Pelo menos aqui estou a salvo. Joffrey está morto, já não pode me
machucar, e agora sou só uma bastarda. Alayne Stone não tem marido
e não tem pretensões. E, além disso, a tia estaria ali em breve. O
longo pesadelo de Porto Real tinha ficado para trás e sua caricatura
de casamento também. Podia criar para si um novo lar ali, tal como
Petyr havia dito.
Passaram-se
oito longos dias até Lysa Arryn chegar.

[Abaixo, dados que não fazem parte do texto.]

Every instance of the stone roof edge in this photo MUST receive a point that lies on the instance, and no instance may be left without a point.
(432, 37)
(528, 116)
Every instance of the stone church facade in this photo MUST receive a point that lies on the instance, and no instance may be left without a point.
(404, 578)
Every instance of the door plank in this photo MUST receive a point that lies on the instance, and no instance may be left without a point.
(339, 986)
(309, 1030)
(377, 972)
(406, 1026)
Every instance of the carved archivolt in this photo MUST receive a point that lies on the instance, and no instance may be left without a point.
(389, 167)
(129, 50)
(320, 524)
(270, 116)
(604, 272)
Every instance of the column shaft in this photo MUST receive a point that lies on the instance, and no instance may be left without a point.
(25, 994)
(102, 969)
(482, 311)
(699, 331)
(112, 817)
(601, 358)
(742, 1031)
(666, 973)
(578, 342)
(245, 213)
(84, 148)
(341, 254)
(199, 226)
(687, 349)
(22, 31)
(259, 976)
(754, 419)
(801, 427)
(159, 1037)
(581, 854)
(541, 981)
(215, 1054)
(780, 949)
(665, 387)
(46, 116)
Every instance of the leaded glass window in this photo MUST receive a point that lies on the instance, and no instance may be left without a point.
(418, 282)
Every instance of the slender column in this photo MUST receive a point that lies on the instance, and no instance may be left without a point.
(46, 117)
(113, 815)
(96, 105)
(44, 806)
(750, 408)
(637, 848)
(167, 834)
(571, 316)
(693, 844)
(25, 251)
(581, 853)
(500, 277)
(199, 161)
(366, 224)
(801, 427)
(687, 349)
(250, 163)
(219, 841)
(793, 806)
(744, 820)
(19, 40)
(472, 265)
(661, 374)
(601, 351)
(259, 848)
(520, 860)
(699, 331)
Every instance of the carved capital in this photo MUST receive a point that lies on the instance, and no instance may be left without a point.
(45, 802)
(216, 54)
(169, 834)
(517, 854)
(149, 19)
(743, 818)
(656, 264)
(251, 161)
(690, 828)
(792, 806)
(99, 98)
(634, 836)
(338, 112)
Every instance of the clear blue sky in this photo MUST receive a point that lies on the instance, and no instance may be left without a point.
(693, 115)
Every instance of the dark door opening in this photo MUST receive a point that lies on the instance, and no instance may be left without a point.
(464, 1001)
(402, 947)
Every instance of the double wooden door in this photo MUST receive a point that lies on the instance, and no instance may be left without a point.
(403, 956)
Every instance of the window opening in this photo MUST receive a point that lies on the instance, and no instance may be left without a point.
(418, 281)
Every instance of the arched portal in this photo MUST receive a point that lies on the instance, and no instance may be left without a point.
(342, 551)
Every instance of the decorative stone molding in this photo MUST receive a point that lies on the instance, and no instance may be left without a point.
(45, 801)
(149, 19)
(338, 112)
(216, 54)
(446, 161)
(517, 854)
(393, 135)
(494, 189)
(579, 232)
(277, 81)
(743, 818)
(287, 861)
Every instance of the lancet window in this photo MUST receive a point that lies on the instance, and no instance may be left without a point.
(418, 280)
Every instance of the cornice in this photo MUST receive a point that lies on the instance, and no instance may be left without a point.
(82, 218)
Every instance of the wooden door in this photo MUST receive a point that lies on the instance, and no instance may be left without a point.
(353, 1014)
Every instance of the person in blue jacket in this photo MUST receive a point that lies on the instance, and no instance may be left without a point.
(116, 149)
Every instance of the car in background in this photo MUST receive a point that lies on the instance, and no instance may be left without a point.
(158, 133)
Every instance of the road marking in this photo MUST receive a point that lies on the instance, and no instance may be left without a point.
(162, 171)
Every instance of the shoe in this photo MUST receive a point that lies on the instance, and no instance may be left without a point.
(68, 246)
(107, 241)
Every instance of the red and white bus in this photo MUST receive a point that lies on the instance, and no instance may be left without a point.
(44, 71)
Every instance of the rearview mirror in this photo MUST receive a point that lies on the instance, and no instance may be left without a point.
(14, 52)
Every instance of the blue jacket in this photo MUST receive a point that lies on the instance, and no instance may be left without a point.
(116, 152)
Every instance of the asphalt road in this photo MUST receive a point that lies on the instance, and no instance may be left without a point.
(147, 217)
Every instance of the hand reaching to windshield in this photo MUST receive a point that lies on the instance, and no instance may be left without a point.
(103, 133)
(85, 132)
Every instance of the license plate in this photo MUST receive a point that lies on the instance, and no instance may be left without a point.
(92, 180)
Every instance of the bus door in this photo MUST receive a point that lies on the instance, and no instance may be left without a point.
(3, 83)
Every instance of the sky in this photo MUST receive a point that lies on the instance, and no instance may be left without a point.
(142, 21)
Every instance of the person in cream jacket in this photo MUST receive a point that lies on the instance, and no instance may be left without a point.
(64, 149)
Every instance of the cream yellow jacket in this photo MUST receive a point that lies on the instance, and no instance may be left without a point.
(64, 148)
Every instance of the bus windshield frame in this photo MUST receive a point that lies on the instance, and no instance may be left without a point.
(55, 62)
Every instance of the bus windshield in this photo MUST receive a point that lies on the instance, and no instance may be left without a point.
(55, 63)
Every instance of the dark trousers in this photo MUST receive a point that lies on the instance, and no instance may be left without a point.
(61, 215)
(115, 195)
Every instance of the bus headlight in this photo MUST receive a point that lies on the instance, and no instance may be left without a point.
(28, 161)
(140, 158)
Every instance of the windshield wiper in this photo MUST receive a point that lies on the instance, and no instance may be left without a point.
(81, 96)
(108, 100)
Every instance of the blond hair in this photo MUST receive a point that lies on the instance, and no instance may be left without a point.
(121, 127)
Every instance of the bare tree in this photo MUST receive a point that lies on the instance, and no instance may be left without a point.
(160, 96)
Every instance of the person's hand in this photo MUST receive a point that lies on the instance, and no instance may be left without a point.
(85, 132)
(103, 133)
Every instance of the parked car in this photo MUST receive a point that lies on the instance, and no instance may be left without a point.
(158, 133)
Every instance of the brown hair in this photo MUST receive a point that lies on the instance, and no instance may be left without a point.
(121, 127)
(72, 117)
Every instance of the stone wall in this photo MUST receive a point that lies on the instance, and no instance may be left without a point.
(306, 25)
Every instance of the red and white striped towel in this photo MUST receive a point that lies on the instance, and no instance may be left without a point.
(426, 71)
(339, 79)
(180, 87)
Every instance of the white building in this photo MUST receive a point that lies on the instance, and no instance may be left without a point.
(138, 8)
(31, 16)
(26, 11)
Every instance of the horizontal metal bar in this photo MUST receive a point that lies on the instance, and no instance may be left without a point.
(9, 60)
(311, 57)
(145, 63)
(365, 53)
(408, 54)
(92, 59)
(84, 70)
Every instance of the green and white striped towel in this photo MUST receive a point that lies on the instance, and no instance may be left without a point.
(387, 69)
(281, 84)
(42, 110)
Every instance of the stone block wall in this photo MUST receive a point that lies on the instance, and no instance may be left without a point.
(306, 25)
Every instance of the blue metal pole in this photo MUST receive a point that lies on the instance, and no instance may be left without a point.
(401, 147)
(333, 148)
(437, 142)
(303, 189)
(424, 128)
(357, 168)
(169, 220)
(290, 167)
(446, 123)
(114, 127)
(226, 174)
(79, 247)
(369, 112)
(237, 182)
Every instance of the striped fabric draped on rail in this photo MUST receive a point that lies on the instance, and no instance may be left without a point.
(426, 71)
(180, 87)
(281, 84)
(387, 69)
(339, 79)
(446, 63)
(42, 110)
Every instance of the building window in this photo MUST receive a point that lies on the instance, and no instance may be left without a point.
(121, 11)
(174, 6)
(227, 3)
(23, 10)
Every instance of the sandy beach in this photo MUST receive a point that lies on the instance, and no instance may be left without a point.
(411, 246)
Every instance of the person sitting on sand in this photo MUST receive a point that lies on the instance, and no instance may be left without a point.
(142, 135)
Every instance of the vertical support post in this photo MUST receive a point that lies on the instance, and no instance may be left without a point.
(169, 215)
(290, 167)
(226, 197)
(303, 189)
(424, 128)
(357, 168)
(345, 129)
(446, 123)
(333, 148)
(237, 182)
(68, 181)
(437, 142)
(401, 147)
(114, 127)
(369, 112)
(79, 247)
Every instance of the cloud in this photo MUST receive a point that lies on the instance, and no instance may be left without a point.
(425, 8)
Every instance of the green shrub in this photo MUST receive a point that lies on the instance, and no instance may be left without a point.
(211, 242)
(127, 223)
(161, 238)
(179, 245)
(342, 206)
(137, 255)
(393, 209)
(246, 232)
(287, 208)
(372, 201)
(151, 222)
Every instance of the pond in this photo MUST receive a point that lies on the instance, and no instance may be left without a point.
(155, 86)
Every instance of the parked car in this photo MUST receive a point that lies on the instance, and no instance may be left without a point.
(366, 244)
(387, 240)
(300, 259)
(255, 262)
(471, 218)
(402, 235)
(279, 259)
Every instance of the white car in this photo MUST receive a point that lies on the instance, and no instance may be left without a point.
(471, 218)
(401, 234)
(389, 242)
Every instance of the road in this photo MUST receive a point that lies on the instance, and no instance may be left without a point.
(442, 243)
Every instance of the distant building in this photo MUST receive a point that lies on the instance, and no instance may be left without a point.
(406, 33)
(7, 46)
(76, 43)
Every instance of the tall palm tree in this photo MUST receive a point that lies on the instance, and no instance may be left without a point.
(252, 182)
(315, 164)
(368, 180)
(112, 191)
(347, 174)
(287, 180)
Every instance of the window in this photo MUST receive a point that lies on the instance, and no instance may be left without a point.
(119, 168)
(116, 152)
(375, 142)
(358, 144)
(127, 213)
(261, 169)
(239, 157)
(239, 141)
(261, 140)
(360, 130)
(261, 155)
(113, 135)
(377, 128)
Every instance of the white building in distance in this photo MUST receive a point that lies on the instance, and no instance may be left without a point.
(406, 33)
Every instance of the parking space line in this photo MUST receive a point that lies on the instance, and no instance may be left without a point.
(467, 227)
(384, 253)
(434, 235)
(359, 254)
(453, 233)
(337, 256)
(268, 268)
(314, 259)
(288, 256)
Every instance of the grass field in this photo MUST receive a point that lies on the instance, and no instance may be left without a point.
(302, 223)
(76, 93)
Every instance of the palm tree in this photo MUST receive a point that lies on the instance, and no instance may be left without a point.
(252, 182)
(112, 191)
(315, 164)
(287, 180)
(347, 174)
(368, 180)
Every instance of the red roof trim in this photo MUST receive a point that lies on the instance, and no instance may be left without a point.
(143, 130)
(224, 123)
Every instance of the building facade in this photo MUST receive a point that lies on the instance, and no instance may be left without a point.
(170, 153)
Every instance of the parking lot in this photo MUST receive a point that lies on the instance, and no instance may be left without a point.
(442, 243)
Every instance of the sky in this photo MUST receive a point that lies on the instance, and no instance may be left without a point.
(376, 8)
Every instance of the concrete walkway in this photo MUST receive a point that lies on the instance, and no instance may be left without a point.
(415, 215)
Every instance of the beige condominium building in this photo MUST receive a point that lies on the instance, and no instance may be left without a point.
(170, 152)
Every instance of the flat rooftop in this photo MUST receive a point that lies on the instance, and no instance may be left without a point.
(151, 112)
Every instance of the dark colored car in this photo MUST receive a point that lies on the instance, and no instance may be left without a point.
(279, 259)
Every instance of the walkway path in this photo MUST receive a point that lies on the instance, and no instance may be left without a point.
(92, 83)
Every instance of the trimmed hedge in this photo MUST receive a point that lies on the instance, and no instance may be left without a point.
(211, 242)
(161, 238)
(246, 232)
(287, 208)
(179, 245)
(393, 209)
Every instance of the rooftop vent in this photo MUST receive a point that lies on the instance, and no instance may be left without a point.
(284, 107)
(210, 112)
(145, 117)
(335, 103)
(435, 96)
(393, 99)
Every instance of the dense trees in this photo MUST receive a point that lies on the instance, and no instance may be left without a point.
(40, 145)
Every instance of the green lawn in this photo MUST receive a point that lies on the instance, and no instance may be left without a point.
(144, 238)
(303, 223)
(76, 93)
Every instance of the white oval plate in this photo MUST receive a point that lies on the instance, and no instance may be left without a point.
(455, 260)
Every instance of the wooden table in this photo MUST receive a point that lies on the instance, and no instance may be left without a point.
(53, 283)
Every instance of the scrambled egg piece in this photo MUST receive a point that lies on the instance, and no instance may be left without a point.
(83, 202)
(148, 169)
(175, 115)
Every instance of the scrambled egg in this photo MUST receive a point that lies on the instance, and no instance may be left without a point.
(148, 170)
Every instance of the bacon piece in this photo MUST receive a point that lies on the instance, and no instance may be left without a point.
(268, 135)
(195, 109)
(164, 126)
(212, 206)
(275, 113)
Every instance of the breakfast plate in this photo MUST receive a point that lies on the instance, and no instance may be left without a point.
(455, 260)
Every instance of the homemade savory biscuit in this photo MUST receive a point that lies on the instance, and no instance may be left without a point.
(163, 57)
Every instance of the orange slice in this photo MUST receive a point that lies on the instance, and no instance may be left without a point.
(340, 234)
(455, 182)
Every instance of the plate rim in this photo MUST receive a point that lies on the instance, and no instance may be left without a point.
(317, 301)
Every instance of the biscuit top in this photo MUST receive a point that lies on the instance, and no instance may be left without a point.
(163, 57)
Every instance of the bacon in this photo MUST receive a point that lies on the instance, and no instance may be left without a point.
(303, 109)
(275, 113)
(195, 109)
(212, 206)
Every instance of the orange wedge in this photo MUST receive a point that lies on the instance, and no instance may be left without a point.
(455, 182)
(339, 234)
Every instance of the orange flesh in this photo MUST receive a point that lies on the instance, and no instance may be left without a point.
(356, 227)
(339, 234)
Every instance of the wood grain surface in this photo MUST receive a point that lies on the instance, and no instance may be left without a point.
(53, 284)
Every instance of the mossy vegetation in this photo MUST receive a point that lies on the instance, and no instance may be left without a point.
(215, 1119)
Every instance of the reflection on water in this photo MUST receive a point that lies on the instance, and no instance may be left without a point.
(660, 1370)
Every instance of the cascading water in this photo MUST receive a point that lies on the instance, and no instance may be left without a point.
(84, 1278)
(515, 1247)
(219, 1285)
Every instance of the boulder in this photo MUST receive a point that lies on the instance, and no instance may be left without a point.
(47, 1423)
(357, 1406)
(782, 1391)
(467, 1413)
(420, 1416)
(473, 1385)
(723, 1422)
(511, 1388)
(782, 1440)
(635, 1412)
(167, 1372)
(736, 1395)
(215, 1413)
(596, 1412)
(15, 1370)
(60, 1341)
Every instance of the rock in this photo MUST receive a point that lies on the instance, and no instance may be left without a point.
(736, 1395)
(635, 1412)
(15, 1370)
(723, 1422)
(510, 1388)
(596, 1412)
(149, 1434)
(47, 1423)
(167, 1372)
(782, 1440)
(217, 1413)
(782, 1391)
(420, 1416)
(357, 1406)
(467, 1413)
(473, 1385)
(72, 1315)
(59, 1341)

Choveu em cinco desses dias,
enquanto Sansa permanecia sentada, entediada e inquieta junto à
lareira, ao lado do velho cão cego. O animal estava doente e
desdentado demais para montar guarda com Bryen, e o que fazia era
principalmente dormir, mas quando ela lhe fez festas ele ganiu e
lambeu sua mão, e depois disso tornaram-se bons amigos. Quando as
chuvas pararam, Petyr percorreu com ela o perímetro de sua
propriedade, o que demorou menos de meio dia. Ele possuía um monte
de pedras, tal como tinha dito. Havia um local onde a maré saltava
de uma furna, projetando-se dez metros no ar, e um outro onde alguém
esculpira a estrela de sete pontas dos deuses novos num pedregulho.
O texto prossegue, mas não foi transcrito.